Laurent arriva le premier au guidon de sa bandit 650 qu’il avait achetée d’occasion, faute de moyens. Dans un vrombissement grave et agréable, le carénage de la VFR 800 de Martine pointa son nez. Un instant plus tard, on comptait devant la maison une douzaine de motos : une Ducati monster 821, une Honda 600 cbr, une Yamaha 1300 midnightstar, une Diavel, une Hayabusa… Un café était prêt à être servi quand d’autres bruits de moteurs annoncèrent les retardataires.
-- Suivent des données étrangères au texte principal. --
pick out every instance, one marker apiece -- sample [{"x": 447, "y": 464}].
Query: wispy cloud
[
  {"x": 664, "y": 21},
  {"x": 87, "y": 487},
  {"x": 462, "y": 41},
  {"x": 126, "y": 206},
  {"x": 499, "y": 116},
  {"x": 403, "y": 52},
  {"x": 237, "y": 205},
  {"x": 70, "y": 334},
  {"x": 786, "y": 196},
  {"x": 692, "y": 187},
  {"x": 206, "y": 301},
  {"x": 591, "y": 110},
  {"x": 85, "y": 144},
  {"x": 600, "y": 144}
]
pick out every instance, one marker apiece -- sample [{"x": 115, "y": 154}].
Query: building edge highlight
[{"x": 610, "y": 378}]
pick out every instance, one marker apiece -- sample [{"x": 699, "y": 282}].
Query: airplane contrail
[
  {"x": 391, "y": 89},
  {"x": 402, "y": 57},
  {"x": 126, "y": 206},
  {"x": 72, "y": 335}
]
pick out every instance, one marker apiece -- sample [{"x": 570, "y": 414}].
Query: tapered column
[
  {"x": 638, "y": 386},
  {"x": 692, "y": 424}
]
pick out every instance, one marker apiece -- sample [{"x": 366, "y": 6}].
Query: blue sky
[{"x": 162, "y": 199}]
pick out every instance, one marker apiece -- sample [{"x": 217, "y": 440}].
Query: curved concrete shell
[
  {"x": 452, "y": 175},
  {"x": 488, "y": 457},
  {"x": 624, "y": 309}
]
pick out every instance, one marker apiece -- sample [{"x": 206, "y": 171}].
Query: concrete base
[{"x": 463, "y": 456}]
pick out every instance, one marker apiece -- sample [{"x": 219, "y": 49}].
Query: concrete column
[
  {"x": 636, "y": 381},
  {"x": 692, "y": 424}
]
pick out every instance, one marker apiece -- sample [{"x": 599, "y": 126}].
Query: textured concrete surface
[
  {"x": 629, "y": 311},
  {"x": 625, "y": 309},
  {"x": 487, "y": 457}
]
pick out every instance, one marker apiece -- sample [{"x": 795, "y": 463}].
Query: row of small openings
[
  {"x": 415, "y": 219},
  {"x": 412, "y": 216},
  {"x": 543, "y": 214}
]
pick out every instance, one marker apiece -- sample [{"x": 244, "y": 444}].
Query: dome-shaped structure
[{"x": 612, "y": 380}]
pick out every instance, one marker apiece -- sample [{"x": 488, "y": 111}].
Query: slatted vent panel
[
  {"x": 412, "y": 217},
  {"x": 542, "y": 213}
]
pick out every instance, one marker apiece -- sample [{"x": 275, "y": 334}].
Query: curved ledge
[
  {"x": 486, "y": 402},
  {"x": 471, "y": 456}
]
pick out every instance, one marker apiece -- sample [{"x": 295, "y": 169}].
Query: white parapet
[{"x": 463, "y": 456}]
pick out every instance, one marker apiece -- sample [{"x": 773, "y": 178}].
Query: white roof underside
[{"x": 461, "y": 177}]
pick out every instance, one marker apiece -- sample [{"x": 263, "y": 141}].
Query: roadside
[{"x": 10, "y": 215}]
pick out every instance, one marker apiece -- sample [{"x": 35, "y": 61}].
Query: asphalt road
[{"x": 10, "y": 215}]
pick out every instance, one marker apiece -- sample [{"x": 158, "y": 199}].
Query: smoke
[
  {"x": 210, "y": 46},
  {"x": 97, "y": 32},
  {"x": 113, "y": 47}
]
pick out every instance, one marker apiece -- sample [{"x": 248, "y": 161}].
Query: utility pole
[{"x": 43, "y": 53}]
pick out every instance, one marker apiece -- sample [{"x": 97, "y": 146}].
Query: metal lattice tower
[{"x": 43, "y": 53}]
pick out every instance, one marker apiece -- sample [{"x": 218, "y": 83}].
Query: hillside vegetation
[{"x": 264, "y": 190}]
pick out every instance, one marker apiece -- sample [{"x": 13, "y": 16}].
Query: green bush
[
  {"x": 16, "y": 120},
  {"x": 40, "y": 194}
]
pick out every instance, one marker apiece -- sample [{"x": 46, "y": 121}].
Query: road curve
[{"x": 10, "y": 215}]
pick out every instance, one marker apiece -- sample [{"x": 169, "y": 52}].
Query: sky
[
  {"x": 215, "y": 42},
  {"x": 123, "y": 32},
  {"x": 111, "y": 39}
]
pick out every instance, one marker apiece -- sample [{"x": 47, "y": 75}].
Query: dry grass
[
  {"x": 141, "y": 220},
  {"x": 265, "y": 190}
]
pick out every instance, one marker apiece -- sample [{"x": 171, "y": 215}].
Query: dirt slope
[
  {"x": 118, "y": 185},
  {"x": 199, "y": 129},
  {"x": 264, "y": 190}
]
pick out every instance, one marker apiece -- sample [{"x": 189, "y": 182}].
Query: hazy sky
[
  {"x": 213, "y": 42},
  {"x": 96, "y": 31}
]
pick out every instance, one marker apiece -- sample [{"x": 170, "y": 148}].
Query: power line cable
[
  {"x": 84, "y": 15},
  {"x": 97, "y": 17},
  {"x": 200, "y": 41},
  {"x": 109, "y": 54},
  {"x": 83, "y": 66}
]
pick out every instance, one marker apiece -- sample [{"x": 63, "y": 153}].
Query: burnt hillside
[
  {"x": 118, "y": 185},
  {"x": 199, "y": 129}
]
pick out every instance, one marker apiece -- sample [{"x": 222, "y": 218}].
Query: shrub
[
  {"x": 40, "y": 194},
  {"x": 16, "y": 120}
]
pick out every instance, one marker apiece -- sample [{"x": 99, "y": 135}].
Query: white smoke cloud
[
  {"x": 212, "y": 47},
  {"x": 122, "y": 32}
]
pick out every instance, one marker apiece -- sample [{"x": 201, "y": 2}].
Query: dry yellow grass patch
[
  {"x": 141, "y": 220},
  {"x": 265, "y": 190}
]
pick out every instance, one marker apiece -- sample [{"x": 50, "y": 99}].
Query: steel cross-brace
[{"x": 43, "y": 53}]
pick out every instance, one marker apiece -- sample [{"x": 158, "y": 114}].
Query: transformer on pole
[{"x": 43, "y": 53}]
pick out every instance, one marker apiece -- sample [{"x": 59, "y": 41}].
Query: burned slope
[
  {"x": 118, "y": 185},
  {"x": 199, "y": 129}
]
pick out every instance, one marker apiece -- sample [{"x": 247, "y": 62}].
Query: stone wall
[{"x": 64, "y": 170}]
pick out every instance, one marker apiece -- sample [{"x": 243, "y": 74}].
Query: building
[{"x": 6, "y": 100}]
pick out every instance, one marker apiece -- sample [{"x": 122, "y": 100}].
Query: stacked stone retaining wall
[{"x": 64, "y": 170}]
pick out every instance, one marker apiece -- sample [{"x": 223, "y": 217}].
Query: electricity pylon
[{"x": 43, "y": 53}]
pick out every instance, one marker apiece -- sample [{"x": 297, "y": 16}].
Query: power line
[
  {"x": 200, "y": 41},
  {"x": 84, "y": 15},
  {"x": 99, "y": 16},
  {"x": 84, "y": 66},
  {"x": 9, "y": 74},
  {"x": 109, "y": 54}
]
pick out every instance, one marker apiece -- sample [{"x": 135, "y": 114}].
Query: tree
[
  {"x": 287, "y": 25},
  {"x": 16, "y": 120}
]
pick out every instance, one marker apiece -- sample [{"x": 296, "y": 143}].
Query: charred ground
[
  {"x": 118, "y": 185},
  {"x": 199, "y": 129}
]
Ces retrouvailles étaient toujours une joie et puis chacun savait que, la belle saison arrivant, ils allaient bientôt programmer quelques virées comme chaque année. Ils faisaient partie d’un club moto, géré par la belle Isabelle, devenue pilote tardivement mais qui désormais n’avait pas froid aux yeux au guidon de sa machine. Elle le gérait de main de maître et proposait de magnifiques sorties dans le Verdon, dans le Massif central, en Dordogne… au cours desquelles les amis se retrouvaient et passaient des journées et des soirées inoubliables. A travers cette même passion, la moto, tous avaient le sentiment d’appartenir à une famille où régnait la solidarité.
– Bon, c’est pas tout, dit Hervé en reposant sa tasse. Si on y allait !
Autour d’un petit déjeuner, ils avaient évoqué bien des souvenirs : la glissade de Martine sur une plaque d’égout, Jacques Jacques qui avait perdu les clés de la moto de sa femme Brigitte et qui avait dû retourner chercher un double chez eux, ce qui avait retardé le groupe certes mais avait permis aux autres de passer un bon moment autour d’une table, au soleil, dans le Beaujolais. Le groupe avait vécu tant d’anecdotes, heureusement jamais fatales.
– Allez, Hervé a raison. Il est temps de décoller et puis il va y avoir un monde fou aux guichets si l’on tarde trop. En selle !
Les pilotes, tous équipés de cuir des épaules aux pieds, mirent en marche les motos et heureux de rouler ensemble, ils prirent la direction du salon de la moto de Lyon.
Au-dessus des casques, les nuages s’amoncelaient, menaçants. La météo n’avait pourtant rien annoncé de tel. Quelques minutes plus tard, les visières se maculaient des premières gouttes de pluie.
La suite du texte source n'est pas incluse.